Les douleurs abdominales et lombaires médicales comprennent :
  • la gastroentérite aiguë, pathologie très fréquente chez l’enfant, d’étiologie le plus souvent virale. Le risque principal est celui d’une déshydratation, qui est dans la plupart des cas prévenue par l’utilisation systématique d’un soluté de réhydratation orale. Une diarrhée glairo-sanglante doit faire pratiquer une coproculture, qui guidera une antibiothérapie éventuelle ;
  • la pyélonéphrite aiguë, qui constitue une des infections bactériennes les plus fréquentes chez l’enfant depuis que les vaccinations ont permis d’éradiquer la majorité des otites moyennes aiguës, pneumonies et méningites. Son diagnostic repose sur un recueil aseptique des urines par cathétérisme vésical ou en milieu de jet, la pratique systématique d’une bandelette urinaire qui, si elle est négative, élimine une infection urinaire (IU) et, si elle est positive, doit être confirmée par un examen cytobactériologique des urines (ECBU) dont les critères diagnostiques sont stricts (examen direct, culture, antibiogramme) ;
  • le purpura rhumatoïde, qui se caractérise par des crises douloureuses abdominales, des arthralgies trompeuses jusqu’à ce que survienne l’éruption purpurique vasculaire caractéristique bilatérale et prédominant aux membres inférieurs. Le pronostic de cette vascularite à IgA est conditionné par l’atteinte rénale ;
  • la crise vaso-occlusive, qui constitue la complication la plus fréquente de la drépanocytose. Elle doit être différenciée des autres causes de douleur abdominale et traitée par des antalgiques adaptés aux scores de douleur. Le recours à un antalgique de palier 3 est fréquemment nécessaire.

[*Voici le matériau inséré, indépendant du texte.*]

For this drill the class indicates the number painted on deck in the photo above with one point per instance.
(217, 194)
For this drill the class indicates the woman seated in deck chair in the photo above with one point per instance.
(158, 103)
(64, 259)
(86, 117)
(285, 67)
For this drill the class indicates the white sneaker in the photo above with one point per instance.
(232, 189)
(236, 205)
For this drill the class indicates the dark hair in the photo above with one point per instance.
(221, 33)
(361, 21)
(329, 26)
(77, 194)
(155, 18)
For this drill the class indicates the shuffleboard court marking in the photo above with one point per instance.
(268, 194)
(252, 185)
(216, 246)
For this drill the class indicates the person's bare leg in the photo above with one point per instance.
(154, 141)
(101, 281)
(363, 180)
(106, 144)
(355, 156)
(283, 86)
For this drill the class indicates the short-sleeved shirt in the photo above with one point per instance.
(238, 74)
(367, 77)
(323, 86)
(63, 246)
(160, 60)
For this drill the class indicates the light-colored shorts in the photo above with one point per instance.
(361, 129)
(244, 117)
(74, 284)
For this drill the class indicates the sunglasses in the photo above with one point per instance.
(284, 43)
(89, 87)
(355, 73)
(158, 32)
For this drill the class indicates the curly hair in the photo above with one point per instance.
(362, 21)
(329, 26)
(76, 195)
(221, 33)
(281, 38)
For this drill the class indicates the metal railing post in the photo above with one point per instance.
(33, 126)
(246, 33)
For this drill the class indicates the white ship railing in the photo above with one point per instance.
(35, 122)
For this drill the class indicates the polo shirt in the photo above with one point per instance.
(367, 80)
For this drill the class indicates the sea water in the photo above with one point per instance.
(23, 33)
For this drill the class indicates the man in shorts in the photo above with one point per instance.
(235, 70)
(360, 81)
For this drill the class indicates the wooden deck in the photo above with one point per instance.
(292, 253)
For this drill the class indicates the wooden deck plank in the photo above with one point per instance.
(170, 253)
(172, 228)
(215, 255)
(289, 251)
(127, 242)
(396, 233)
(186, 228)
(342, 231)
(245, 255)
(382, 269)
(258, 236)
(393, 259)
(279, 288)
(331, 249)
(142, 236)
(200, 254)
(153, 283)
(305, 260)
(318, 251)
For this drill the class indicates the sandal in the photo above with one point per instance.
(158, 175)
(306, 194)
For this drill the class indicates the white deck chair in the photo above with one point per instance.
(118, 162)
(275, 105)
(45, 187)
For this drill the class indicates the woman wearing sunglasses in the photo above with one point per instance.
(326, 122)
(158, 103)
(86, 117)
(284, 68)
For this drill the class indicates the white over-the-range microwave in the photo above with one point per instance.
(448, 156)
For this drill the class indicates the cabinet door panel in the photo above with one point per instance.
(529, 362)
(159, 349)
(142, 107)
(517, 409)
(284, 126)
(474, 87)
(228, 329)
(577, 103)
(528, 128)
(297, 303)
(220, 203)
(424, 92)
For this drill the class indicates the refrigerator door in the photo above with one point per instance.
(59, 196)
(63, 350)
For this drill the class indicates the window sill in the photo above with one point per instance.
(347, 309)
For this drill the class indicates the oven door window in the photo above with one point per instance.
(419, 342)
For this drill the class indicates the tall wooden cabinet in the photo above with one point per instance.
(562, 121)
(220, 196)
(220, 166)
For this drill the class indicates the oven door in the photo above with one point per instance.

Les douleurs abdominales fonctionnelles récurrentes comprennent :
  • les coliques du nourrisson, qui se caractérisent par des crises de pleurs alternant avec des périodes de calme où le comportement de l’enfant est normal, crises souvent interprétées par les parents ou certains médecins comme une douleur abdominale, tandis qu’une association entre migraine de l’enfant et coliques du nourrisson évoque un équivalent migraineux ;
  • la constipation, probablement la cause principale de douleur abdominale chez l’enfant. Elle est définie par la survenue de moins de 3 selles par semaine, de consistance dure et difficile à exonérer. Il convient de rechercher une cause organique, mais dans la grande majorité des cas elle est fonctionnelle. Son traitement repose sur l’utilisation préférentielle du PEG par voie orale à posologies adaptées, ce qui permet d’éviter la pratique de lavements évacuateurs traumatisants pour l’enfant ;
  • la gastrite et l’ulcère gastroduodénal à type de crampes continues ou modulées par les repas doivent faire rechercher une infection à Helicobacter pylori sur des biopsies gastriques par endoscopie et, en cas de positivité, entreprendre un traitement associant IPP et deux antibiotiques pendant 14 jours, efficacité contrôlée par les tests non invasifs ;
  • les maladies inflammatoires chroniques intestinales, qui comprennent la maladie de Crohn et la rectocolite hémorragique, et se caractérisent par une douleur abdominale récurrente et une diarrhée chronique dans un contexte inflammatoire. Leur prise en charge relève d’un service spécialisé ;
  • la survenue de douleurs abdominales fonctionnelles récurrentes, qui doit faire rechercher un contexte familial et psychologique particulier, comme un harcèlement scolaire, une maltraitance, voire une pathologie construite comme dans le syndrome de Münchhausen.